Efficient evaluation of a network architecture drawn from a large search space remains a key challenge in Neural Architecture Search (NAS). Vanilla NAS evaluates each architecture by training from scratch, which gives the true performance but is extremely time-consuming. Recently, one-shot NAS substantially reduces the computation cost by training only one supernetwork, a.k.a. supernet, to approximate the performance of every architecture in the search space via weight-sharing. However, the performance estimation can be very inaccurate due to the co-adaption among operations. In this paper, we propose few-shot NAS that uses multiple supernetworks, called sub-supernet, each covering different regions of the search space to alleviate the undesired co-adaption. Compared to one-shot NAS, few-shot NAS improves the accuracy of architecture evaluation with a small increase of evaluation cost. With only up to 7 sub-supernets, few-shot NAS establishes new SoTAs: on ImageNet, it finds models that reach 80.5% top-1 accuracy at 600 MB FLOPS and 77.5% top-1 accuracy at 238 MFLOPS; on CIFAR10, it reaches 98.72% top-1 accuracy without using extra data or transfer learning.

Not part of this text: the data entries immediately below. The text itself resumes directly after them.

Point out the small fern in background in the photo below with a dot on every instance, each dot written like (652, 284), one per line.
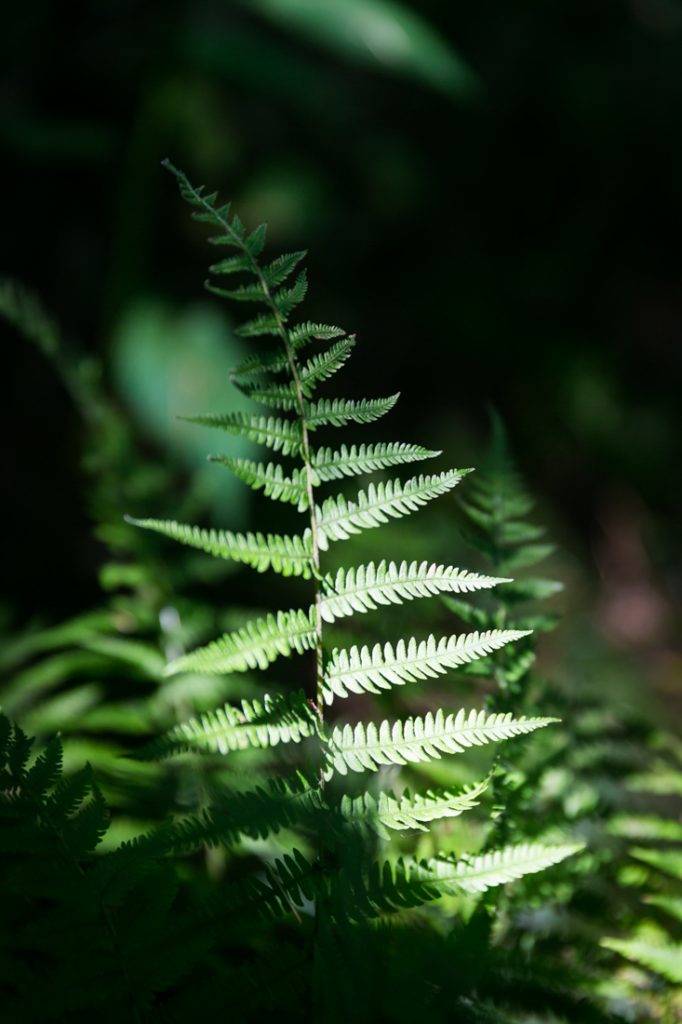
(652, 938)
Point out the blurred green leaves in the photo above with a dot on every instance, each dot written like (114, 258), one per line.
(169, 363)
(378, 33)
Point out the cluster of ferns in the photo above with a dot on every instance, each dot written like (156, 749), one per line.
(354, 912)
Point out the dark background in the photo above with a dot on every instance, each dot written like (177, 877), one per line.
(492, 196)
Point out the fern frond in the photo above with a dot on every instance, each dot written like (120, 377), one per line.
(338, 412)
(367, 745)
(274, 433)
(478, 873)
(280, 396)
(333, 464)
(325, 365)
(256, 813)
(339, 518)
(410, 811)
(365, 588)
(253, 723)
(269, 477)
(255, 645)
(663, 958)
(307, 332)
(370, 670)
(279, 269)
(286, 555)
(257, 366)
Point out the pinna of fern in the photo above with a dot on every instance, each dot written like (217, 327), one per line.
(293, 360)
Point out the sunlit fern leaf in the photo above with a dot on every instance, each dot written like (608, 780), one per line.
(338, 412)
(333, 464)
(303, 334)
(287, 555)
(386, 812)
(339, 518)
(268, 477)
(367, 747)
(370, 670)
(254, 645)
(279, 269)
(664, 958)
(254, 723)
(497, 867)
(367, 587)
(274, 433)
(325, 365)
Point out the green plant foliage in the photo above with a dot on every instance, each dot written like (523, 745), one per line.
(655, 941)
(342, 883)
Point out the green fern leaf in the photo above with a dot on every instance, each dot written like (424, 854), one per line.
(269, 477)
(282, 396)
(664, 958)
(303, 334)
(288, 298)
(339, 518)
(256, 328)
(256, 813)
(367, 747)
(287, 555)
(278, 434)
(254, 723)
(324, 366)
(497, 867)
(254, 646)
(365, 588)
(387, 812)
(232, 264)
(668, 861)
(257, 366)
(279, 269)
(370, 670)
(338, 412)
(333, 464)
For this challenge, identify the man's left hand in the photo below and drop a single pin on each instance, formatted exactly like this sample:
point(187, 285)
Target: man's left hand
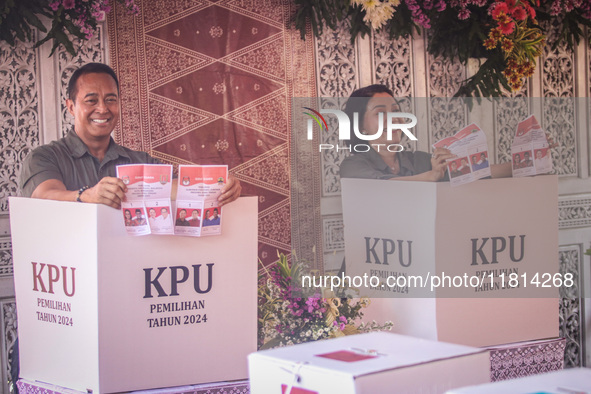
point(230, 192)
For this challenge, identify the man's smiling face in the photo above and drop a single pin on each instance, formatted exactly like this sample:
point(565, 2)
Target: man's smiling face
point(95, 107)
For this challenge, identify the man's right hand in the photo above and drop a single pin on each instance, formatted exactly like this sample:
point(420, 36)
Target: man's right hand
point(109, 191)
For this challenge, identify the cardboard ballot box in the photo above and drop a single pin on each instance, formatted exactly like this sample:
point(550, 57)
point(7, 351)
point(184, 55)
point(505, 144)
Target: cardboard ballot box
point(575, 381)
point(103, 311)
point(475, 264)
point(377, 362)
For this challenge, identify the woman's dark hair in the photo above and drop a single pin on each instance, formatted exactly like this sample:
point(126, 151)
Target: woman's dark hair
point(89, 68)
point(359, 105)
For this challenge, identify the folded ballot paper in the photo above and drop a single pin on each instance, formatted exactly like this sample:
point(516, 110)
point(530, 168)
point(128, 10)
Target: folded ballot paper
point(530, 150)
point(147, 208)
point(197, 209)
point(147, 205)
point(469, 145)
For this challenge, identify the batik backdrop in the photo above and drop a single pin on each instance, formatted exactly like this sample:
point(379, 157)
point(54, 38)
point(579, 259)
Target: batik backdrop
point(210, 82)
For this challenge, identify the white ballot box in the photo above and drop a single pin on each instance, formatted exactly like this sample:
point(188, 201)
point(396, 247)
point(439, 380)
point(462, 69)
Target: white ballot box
point(475, 265)
point(103, 311)
point(574, 381)
point(377, 362)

In Auto-GAN, few-shot NAS outperforms the previously published results by up to 20%. Extensive experiments show that few-shot NAS significantly improves various one-shot methods, including 4 gradient-based and 6 search-based methods on 3 different tasks in NasBench-201 and NasBench1-shot-1.

Paper Structure

This paper contains 38 sections, 8 figures, 6 tables, 3 algorithms.

Figures (8)

  • Figure 1: Few-shot NAS is a tradeoff between the vanilla NAS and one-shot NAS that intends to maintain accurate evaluations in vanilla NAS and the speed advantages of one-shot NAS.
  • Figure 2: (a) Masking supernet to a specific architecture for fast evaluation of network architecture. (b) the motivation of using few-shot NAS to alleviate the co-adaption impact. After splitting on edge $a$, supernet_$\Omega_{B}$ exclusively predicts architectures in $\Omega_{B}$, so does supernet $\Omega_{C}$.
  • Figure 3: (a) Using multi-supernets clearly improves the correlation and (c) provides the correlation score (Kendall Tau) at different numbers of supernets in (a); (b) shows the improved performance predictions result in better performance on NAS.
  • Figure 4: A generic architecture space.
  • Figure 5: Anytime accuracy comparison of state-of-the-art gradient-based algorithms on few-shot NAS. We ran each algorithm five times.